Je les ai situés entre les utility tokens et les security tokens car ces tokens permettent notamment de faciliter les transactions sur utility tokens ou sur security tokens : on voit bien que pour gérer entièrement sur blockchain le cycle de règlement-livraison des security tokens que j’évoquais à l’instant, le fait de pouvoir intégrer un jeton, stable coin de très bonne qualité, et si possible représentatif de monnaie banque centrale est un élément décisif.

De fait, le projet de Règlement MiCA pour (Market in Crypto Assets) qui couvre donc les crypto-actifs qui ne relèvent pas des Réglementations existantes en matière d’instruments financiers, distingue trois catégories de jetons :

  • les jetons utilitaires que j’ai déjà évoqués,
  • les jetons se référant à un ou des actifs : un type de crypto-actif qui vise à conserver une valeur stable en se référant à la valeur de plusieurs monnaies fiat qui ont cours légal, à une ou plusieurs matières premières ou à un ou plusieurs crypto-actifs, ou à une combinaison de tels actifs,
  • les jetons de monnaie électronique : un type de crypto-actif dont l’objet principal est d’être utilisé comme moyen d’échange et qui vise à conserver une valeur stable en se référant à la valeur d’une monnaie fiat qui a cours légal.

Les émetteurs de jetons seraient assujettis à un cadre prudentiel adapté, cadre renforcé pour les deux dernières catégories lorsque les crypto-actifs sont considérés être d’importance systémique.

Le règlement couvre également la fourniture de services sur crypto-actifs par des prestataires et la prévention des abus de marché sur crypto-actifs.
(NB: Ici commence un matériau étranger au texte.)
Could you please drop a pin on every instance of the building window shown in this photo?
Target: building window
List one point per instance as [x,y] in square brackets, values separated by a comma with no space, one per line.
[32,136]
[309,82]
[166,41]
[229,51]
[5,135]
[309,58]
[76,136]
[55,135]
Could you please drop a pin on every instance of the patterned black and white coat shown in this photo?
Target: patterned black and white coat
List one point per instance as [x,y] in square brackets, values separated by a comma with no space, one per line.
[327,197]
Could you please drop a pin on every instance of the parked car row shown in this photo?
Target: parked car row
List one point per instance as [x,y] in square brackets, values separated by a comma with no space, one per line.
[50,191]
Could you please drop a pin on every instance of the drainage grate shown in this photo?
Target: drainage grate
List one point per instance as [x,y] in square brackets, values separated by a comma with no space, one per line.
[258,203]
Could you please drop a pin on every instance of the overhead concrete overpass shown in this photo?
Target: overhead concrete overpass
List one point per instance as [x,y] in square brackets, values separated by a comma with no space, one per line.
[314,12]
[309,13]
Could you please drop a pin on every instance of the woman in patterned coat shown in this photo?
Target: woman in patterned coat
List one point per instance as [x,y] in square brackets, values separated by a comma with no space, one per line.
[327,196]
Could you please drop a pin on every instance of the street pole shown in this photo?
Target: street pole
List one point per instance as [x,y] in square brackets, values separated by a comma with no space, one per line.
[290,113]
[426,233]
Comme dans toute réglementation se posent les mêmes questions : est-elle adaptée ? et qui est en charge de la faire respecter ?. La première est naturellement la plus fondamentale mais la seconde a une portée toute particulière en Europe où les nombreuses autorités nationales sont en « concurrence » avec les autorités européennes. Pour l'AMF, ce sont les autorités européennes qui ont vocation à exercer leur supervision dans ce nouveau périmètre ; nous y gagnerions en efficacité dans un secteur qui, plus que tout autre, ne peut être enfermé dans des frontières nationales.

La pertinence de la réglementation est toujours difficile à évaluer ex ante dans un secteur qui reste encore largement en devenir et il faut donc en tout état de cause prévoir une capacité à l’adapter rapidement. A ce stade, ma principale préoccupation est d’assurer une équivalence de traitement entre des produits dont les finalités sont proches, en l’espèce les « stable coins » et les fonds de même nature que ce soit, par exemple, des fonds monétaires dont c’est précisément l’objet avec une valeur liquidative plus ou moins constante, même s’ils ne peuvent servir de moyens de paiement, ou des fonds ETF indiciels qui répliquent la valeur de telle ou telle matière première. Disons, qu’à ce stade, cette équivalence de traitement n’est pas établie.

Nul doute que la finalisation de ces projets constituera une des priorités de la Présidence française de l’Union qui interviendra au premier semestre 2022.